A lady sold her best clothes and all her jewelry on Saturday and brought the whole of the proceeds and gave all as an offering as she prayed for her own healing. She suffered greatly from sciatic rheumatism, inherited from several generations. She fell on the front steps of the church, as they were helping her to the carriage, and arose to find the pain had permanently disappeared.

One old gentleman who was involved in a ruinous lawsuit over a lease of his little shop brought all the profits of the previous week and deposited them as he prayed for a legal and just victory. The next day or on the second day his goods were so badly damaged by the smoke and water, caused by a fire in the store next door, that the insurance company took the stock at his valuation and the landlord withdrew his suit.

Another case generally believed, but not fully confirmed, was of an Englishman who, not having money enough to pay his fare to Australia, deposited all that he did have into the offering and prayed for his passage. It was asserted and not contradicted that he found a one-hundred-dollar bill the next day in his wallet or in his bureau drawer, placed there by some friend whom he could not discover. Another related how she determined to risk all on one prayer, and gave all as she prayed. When the plumbers came to repair a leak the next week after the prayer they discovered a loose board in the floor under which her father had secretly hidden his money. The sum she found was much more than enough to pay off the overdue mortgage on her cottage.

There were probably fifty such cases reported in detail at the time. But a solemn sense of sacredness connected with those experiences pervaded the assemblies, and no notice of the cases was given from the pulpit. And yet a calm and careful examination of the results of that exercise of faith has often suggested a strong doubt whether that experience did not do more harm than good.

The direct and immediate results convinced the devout believers that when a true servant of God makes a sincere offering God will invariably accept the offering and answer in some manner his petition fully. But it seems impossible to find the line between the motives which may make an offering acceptable or unacceptable to God. The remarkable success of that day of offering led many to believe that they could drive a bargain with the Lord. Absurd as it seems, there were many earnest Christians who believed that they could invest a small sum in an offering and by asking for a large sum would make an immense profit in the transaction. A dangerous spirit of gambling arose. Noble men and women were caught in a theological net spread by the spirit of evil. The heavens soon became brass and no offering seemed acceptable. It was a dangerous period in the history of the church. Some gave up all faith in prayer. The speculative spirit led some to give largely with a hope of a hundredfold return. The treasury of the church was being filled rapidly, but there were divisions over the investment of the money. Some strong members left the church, while several counted their offerings as a dead loss and went back "into the world" altogether.

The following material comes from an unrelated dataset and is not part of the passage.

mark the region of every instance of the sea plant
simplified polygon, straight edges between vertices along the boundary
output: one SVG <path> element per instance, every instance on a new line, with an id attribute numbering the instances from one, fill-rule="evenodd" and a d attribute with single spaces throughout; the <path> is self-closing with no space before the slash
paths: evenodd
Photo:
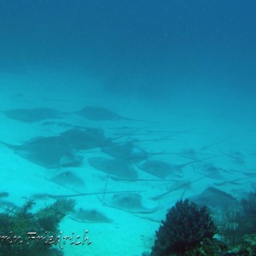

But there is left a good foundation for a consistent belief in the power of consistent prayer in producing objective results. While it may be difficult for a human father to discern between the motives of his child who brings him a gift so as to be sure that the gift is the exhibition of a pure affection, yet the Lord has no such limitation. He knows whether the offering is a gambling venture or a lovely deed inspired by a pure, unselfish love. God does love and does answer a cheerful giver. The loving son remembers the unselfish devotion of his mother and the offerings she gave him without thought of any return or reward and his delight to have her ask him to do for her. God is love, and he loves the lover. His intrinsic nature compels him to answer the call of his beloved. But he cannot be driven or tricked into granting the prayer of a greedy deceiver whose whole motive is selfish. The idea is foolishly unrighteous which looks upon the arrangement of Providence as a slot machine into which the pretended worshiper may put a copper penny and draw out a gold dollar. As gold must be given for gold, so love must be given for love.


Chapter V
Unanswered Prayers

THE many letters which report that prayers have not been answered made the examination into that department of the investigation to be most discouraging until the testimonies were read the second or third time. Slowly it dawned on the reader that the writers did not know, after all, whether their prayers were answered or not. A bright light was let in on the subject by the expression of one who stated that he had prayed for the means to pay off a mortgage on his home until he had abandoned all hope and had decided to sell his house to the railroad company for a siding. In answer to a later inquiry the discouraged petitioner stated that the jury, to which by contract both parties agreed to leave the assessment of the "land damages," had given him money enough to buy a much finer home away from the continual annoyance of passing trains.